Introduction

LLMs generate impressive summaries and insights but sometimes hallucinate: invent facts, misquote sources, make false connections. For automated financial newsletters, hallucinations create reputational and legal risk. Mitigation strategies reduce hallucination frequency and impact.

Types of LLM Hallucinations in Finance

1. Quote hallucination: misquoting CEO or analyst comments. 2. Fact invention: stating revenue that doesn't exist, guidance that wasn't given. 3. False causality: claiming market move was caused by event that didn't happen. 4. Citation hallucination: citing fake research or reports.

Detection Methods

1. Consistency check: verify facts against multiple sources. If LLM states revenue, cross-check against SEC filing, earnings transcript, company website. 2. Source verification: does cited source actually exist? Is quote actually in source? 3. Contradiction detection: does claim contradict other facts (e.g., revenue up but guidance cut)?

Retrieval-Augmented Generation (RAG) for Hallucination Prevention

Rather than LLM generating freely, provide documents/facts from which to generate. LLM must cite sources for claims. Include grounding checks: for each claim, verify it appears in provided documents.
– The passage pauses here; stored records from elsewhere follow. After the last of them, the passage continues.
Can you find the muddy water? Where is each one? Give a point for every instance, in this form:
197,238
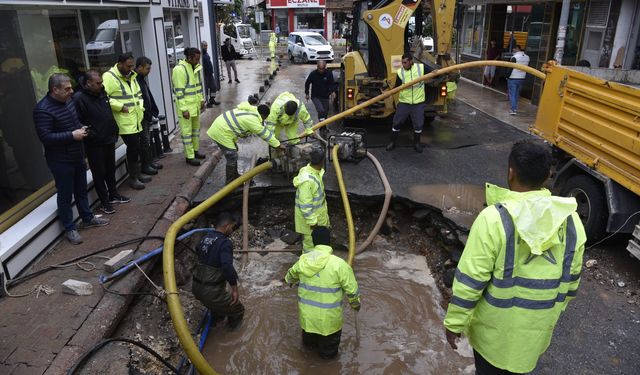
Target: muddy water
460,203
400,323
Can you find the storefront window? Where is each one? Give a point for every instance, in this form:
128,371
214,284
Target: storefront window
473,28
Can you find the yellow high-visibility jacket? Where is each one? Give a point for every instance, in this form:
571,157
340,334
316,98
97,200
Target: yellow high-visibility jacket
124,93
278,117
187,88
311,202
240,122
323,279
520,268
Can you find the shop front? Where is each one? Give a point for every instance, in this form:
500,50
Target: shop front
298,15
39,38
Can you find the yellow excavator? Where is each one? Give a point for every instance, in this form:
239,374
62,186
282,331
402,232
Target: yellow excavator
380,35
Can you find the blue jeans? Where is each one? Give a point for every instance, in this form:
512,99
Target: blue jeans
71,180
514,91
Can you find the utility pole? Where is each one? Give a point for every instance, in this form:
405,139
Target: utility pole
562,30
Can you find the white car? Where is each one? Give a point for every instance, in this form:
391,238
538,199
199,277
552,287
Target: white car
308,46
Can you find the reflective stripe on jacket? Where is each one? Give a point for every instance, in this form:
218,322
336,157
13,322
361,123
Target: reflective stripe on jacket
519,269
124,93
311,202
415,93
187,88
240,122
323,279
278,117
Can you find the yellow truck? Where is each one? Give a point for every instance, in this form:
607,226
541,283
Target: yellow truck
594,125
379,38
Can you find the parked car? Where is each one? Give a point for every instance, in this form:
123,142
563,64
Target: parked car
308,46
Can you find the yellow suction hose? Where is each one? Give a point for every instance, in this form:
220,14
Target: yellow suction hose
173,300
347,207
426,77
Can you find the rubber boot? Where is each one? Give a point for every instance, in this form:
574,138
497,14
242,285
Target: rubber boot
416,143
394,138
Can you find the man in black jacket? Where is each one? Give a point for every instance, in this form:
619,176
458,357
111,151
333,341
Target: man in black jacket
323,88
229,58
61,133
215,270
210,83
143,68
94,111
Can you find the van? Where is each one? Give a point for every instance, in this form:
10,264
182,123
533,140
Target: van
308,46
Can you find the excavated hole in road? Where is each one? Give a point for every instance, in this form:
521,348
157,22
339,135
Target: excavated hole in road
402,278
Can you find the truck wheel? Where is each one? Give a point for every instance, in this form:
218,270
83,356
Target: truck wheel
592,207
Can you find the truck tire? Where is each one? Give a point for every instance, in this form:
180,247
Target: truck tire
592,207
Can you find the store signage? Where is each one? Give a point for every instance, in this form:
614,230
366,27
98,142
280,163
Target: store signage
303,3
385,21
186,4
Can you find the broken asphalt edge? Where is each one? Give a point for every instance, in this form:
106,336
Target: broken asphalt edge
111,308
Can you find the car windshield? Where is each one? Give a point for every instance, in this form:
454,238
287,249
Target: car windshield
105,35
314,40
243,31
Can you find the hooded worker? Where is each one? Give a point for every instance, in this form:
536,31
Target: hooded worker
519,270
187,89
240,122
273,42
286,112
323,280
311,203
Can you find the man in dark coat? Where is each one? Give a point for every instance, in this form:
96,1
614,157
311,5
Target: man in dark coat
94,112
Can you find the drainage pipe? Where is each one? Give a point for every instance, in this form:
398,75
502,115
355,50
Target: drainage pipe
347,207
172,295
385,207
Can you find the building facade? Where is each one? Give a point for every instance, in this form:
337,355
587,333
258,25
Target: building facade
600,33
298,15
38,38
Discard claims without grounding.

Confidence Scoring

Ask LLM for confidence in each statement (0-100%). Include only statements with >80% confidence in newsletter. Flag uncertain statements for human review. This reduces hallucination in published content.

Fact-Checking Pipeline

For each generated claim:
1. Extract factual assertion (who, what, when, where, number).
2. Search knowledge base (SEC filings, news, analyst reports) for supporting/contradicting evidence.
3. Return confidence score (high/medium/low).
4. Exclude low-confidence claims from newsletter.
5. Flag medium-confidence claims for human review.
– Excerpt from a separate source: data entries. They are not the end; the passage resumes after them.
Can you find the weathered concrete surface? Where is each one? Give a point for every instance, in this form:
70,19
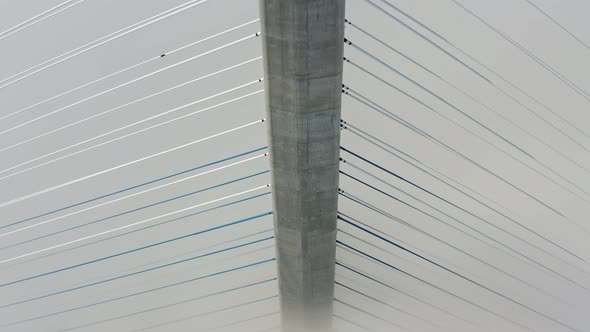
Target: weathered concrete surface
303,50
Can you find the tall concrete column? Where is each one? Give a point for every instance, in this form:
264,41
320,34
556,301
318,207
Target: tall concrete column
303,50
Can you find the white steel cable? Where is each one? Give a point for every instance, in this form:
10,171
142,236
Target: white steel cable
130,225
135,132
134,194
120,107
135,80
69,183
39,18
96,43
127,69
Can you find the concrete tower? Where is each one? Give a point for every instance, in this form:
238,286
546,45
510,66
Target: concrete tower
303,50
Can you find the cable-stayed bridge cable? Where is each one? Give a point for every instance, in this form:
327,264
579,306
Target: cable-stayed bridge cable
126,69
167,200
190,259
211,275
138,79
134,187
138,249
47,14
417,164
149,227
231,290
506,297
127,226
32,139
139,131
69,183
98,42
362,254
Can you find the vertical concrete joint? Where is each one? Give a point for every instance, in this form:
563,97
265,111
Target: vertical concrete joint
303,56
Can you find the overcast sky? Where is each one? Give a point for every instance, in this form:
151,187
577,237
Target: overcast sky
552,155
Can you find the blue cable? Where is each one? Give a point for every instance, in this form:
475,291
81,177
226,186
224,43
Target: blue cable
155,225
136,209
430,284
143,292
134,187
460,275
173,304
137,272
391,173
136,249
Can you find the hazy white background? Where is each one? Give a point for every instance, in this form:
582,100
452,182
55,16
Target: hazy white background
94,19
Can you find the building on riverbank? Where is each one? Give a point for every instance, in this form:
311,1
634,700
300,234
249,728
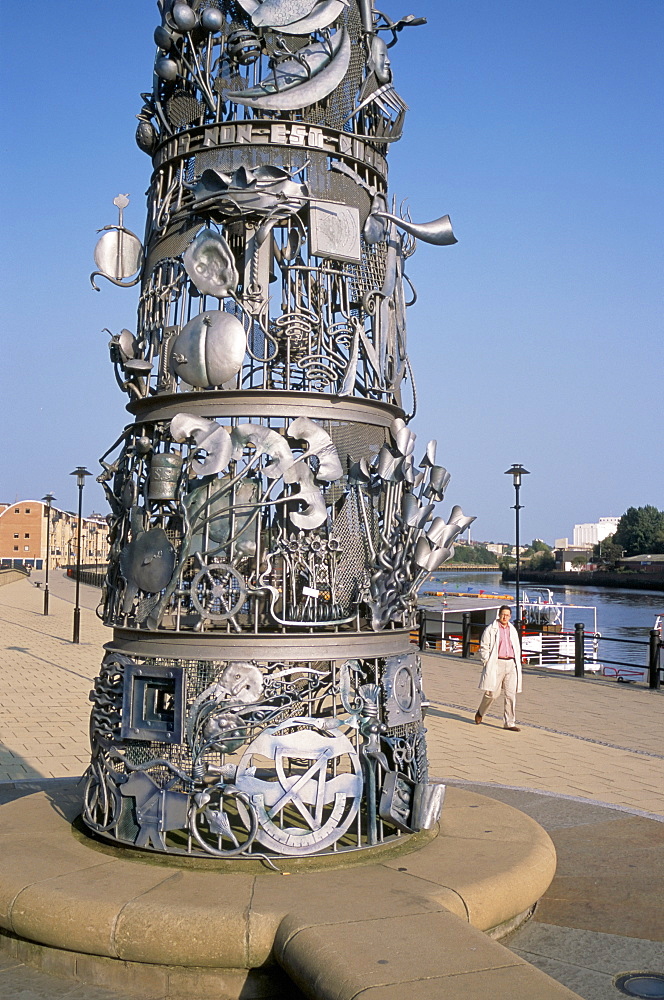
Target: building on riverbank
23,531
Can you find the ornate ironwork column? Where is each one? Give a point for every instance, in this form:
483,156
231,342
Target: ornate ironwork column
269,524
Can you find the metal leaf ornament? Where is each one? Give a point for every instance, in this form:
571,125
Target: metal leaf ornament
210,264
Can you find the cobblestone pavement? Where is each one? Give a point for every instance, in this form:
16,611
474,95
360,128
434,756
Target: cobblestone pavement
588,765
590,739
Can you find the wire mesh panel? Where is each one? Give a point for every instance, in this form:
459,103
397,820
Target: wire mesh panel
269,524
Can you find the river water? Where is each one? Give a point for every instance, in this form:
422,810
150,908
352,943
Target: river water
621,614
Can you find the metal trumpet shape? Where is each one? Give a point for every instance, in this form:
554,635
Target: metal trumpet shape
269,525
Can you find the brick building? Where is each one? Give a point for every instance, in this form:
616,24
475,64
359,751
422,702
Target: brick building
23,536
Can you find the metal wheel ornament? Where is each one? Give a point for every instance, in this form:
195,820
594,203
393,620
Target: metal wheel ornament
218,592
211,823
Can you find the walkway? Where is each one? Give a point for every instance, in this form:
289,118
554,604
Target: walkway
588,765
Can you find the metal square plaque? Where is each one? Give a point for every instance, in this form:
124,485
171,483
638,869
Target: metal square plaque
335,231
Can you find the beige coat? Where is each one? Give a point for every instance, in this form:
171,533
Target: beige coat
489,655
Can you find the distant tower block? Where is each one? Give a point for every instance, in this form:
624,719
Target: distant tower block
269,525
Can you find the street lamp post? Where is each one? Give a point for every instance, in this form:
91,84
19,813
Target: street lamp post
81,472
516,472
48,500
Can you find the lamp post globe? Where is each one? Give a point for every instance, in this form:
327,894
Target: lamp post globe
516,472
80,472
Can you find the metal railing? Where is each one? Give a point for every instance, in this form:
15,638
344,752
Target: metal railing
652,655
579,648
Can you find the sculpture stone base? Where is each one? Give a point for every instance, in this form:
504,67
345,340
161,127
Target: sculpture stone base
136,921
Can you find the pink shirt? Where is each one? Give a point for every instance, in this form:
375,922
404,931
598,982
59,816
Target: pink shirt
505,649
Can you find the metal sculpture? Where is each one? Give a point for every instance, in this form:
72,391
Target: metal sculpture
269,525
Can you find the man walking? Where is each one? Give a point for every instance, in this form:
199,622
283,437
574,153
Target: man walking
501,658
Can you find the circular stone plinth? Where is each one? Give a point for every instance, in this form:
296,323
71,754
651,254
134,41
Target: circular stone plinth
125,911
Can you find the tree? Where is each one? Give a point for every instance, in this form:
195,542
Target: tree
640,531
475,554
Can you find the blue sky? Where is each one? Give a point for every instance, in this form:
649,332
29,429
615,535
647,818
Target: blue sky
536,339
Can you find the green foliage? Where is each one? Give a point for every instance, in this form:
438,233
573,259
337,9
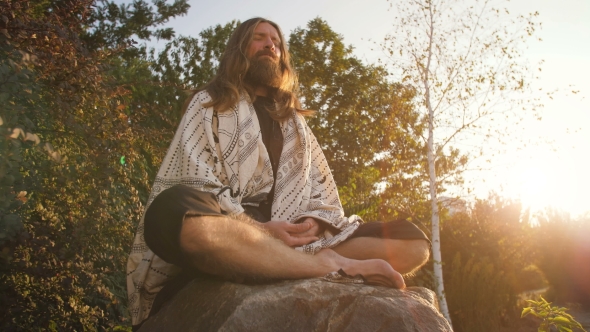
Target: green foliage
552,317
562,253
365,124
69,207
484,252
Empirical Hallucination Rates

Generate 100 earnings call summaries with GPT-4 (uncontrolled): 12% contain at least one factual hallucination. With RAG + fact-checking: 2% contain hallucinations. Cost: 3x longer processing time (5 minutes per call vs 90 seconds), but acceptable for newsletters.

Ensemble Verification

Generate summary with multiple LLMs (GPT-4, Claude, Gemini). Consensus facts (all models agree) are likely correct. Contradictions (models disagree) are flagged for human review. This reduces hallucination: if all models hallucinate same fact, ensemble catches it rarely.

Disclaimers and Attribution

Include disclaimers: "Summaries generated by AI; fact-check critical claims before trading." Include attribution: which sources were used for each claim. This protects against liability from hallucinations.

User Feedback Loop

Monitor user corrections: when users report hallucinations, log the false claim and correction. Use to improve model: add to training data, increase fact-checking threshold, penalize similar claims by the LLM in future.

Practical Implementation

1. Set up RAG with knowledge base (SEC filings, recent news).
2. Generate summary with LLM using RAG sources.
3. Run fact-checking pipeline on all statements.
4. Exclude unverified facts, flag medium-confidence for review.
5. Include disclaimers and attributions.
6. Monitor for corrections, update model based on feedback.